When everything is lonely I can be my own best friend
I'll get a coffee and the paper, have my own conversations
I see the sidewalk and the pigeons and my window reflection
The mask I polish in the evening, by the morning looks like shit

And I'm not sure what the trouble was, that started all of this
The reasons all have run away, but the feeling never did
It's not something I would recommend, but it is one way to live
Cause what is simple in the moonlight, by the morning never is

Friday, January 20, 2006

Dagmaster


Kris was trying out the whole online dating thing. She set up a profile on The Onion (a good pre-screening to eliminate all those with no sense of humor) and was sifting through her emails daily.
I was also single at the time and although I would love to say she had to put a knife to my neck and twist my arm, it wasn't quite so. I was curious and willing to try. What harm can it be. It's anonymous, it's online, I don't even have to talk to anyone if I don't want to.
So I set up a profile, plastered my photo onto it, and sifted through emails daily as well. Exchanged a few emails, but never liked anyone enough to meet in person. I mean, it was difficult to choose between a guy with a full sleeve tattoo, a doctor who likes hours of sensuous kissing and soft whispering (I would have to smack him with a rolling pin to get away from me) or a pilot who'd like to have a pretty maiden in every harbor.... It got old pretty quick and my ad was soon abandoned and forgotten. Besides, my boomerang boyfriend started showing up every weekend again and things were moving rapidly towards re-bonding, and eventually, months later, moving in together.
We had a perfect little house. I played the homemaker. An emancipated homemaker. I painted walls, chopped some trees down with a chainsaw, hauled many rocks away from the garden that was abandoned for ten years, that sort of a thing.
The garden. My garden. Inch by inch I turned it from a dump to a nice piece of landscape. I put some primroses out by the everything-invading forsythia, along with narcisses and snow whites to have a little spring garden. Then I put in some shrubs, a double flowering japanese rose, trimmed rose bushes that were already in there, sowed in seeds of marygolds, tossed some violets that invaded every empty space and crevice like a horde of Attila's Huns...
That particular morning, I was raking the devil out of periwinkles. They were covering most of the backyard and I wanted to get rid of them, put d0wn a nice lawn on which I could put a blanket and read in the sun. Phone call. E was calling from work.

- Hey, how are you?

- Good good, I'm raking the lawn and and I want to...

- Is everything okay?

- Uhhhh, yeah.

- Have you seen the Boston Globe today?

- No.

- Check out the online edition, Dagmaster.

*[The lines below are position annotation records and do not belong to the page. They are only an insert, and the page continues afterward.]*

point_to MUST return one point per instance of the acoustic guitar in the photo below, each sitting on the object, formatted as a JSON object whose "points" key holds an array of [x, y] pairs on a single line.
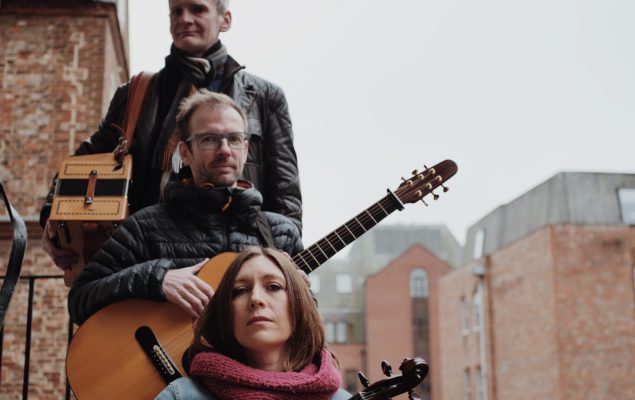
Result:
{"points": [[133, 348]]}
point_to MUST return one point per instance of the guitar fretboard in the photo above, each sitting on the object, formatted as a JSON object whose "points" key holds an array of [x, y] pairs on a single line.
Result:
{"points": [[328, 246]]}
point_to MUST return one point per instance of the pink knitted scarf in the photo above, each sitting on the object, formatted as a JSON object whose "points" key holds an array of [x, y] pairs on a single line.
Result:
{"points": [[229, 379]]}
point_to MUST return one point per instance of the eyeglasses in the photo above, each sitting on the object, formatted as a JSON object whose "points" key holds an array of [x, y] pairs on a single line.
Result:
{"points": [[212, 141]]}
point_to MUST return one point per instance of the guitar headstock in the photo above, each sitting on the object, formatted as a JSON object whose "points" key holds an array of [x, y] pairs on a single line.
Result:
{"points": [[413, 371], [420, 184]]}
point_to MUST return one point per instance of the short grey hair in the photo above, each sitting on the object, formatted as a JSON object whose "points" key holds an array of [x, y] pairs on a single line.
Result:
{"points": [[203, 97], [222, 6]]}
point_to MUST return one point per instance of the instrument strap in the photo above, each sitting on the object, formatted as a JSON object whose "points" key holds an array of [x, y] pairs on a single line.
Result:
{"points": [[137, 90], [15, 259]]}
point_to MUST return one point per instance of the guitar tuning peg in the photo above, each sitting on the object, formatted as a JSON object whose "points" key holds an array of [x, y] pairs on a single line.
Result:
{"points": [[363, 380], [386, 368], [413, 396]]}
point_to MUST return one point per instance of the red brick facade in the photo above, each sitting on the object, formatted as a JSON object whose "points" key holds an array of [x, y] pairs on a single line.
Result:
{"points": [[389, 315], [59, 65]]}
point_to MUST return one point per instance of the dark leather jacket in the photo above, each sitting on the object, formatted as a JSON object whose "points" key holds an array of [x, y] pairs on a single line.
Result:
{"points": [[189, 227], [271, 163]]}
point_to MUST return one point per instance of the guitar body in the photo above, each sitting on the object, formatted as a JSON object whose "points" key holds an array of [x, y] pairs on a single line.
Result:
{"points": [[104, 359]]}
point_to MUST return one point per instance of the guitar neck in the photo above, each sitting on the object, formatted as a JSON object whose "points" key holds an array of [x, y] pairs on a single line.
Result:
{"points": [[325, 248]]}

Dag..what? Wait, how did he...? I mean that was my.... did we ever talk about....where the hell is this coming from....?.... I run to the computer, rake in hand, splattering mud all over and load up the Boston globe. Scroll down, pearls of cold sweat on my forehead in anticipation of some disaster. International news...nothing outrageous, Domestic....whatever.....Sports...not even looking....Personals........ Wham! There I am, my photo and all, on the front page of the bloody Boston Globe. "Dagmaster.....About me: I am the best Slovak this vicinity has to offer, if perhaps the only one...." I fold my head on the table and beat it against the teak wood that I polished that morning a few times. Why did I ever post a profile up? Why did I not delete it as soon as I was bored of it? Why did nobody ask me if I agree to have it plastered on a front page of newspaper that everybody in this whole damn town reads...why ,why, why?
That day was not a pleasant day. I had to drive to school to first stop by at the Registrar's Office, and then teach my International Relations class. At the registrar's, the student at the desk grinned and asked: "So, you're a Taurus?"
Basomazapat azandelat, just give me my stupid paper and don't meddle into what's none of your business. Grrrrrrr.
I asked my students to read international news section of the Globe at the very first class. It's easy, I told them. You just go online and subscribe to receive international news via email. Or at least browse through the headlines online before class. Apparently they were good students. For they all did peruse the online edition of the Globe that day.
"Miss Kusa, can we go through the news from the Boston Globe now?"...chuckle... "You are from Slovakia, professor? What is the number of Slovaks in this vicinity?"...hee hee hee, ho ho ho... "Miss Kusa, have you found anyone yet?".....
Little bastards. I need to be much more stern with these wisecrackers. No more Mr. Niceguy. No more jokes, no more games, no more debate teams. I've had it with you, you lousy little shitheads....
So I had to teach a bunch of cackling gremlins, but somehow I survived to the end, with a bit of self-deprecating humor and a lot of feigned composure.
I got home completely drained. Boomerang boy was, however, beaming with energy and good humour. At least he wasn't pissed off. He liked the ad. He said it said the right things in the music and interests department. He would have called me himself if I wasn't already living in his house. Wiseass. Well, musn't grumble. The Best Slovak this vicinity has to offer, was taken out to a nice dinner. And learned an invaluable lesson about anonymity and safety of personal data out there in the online universe.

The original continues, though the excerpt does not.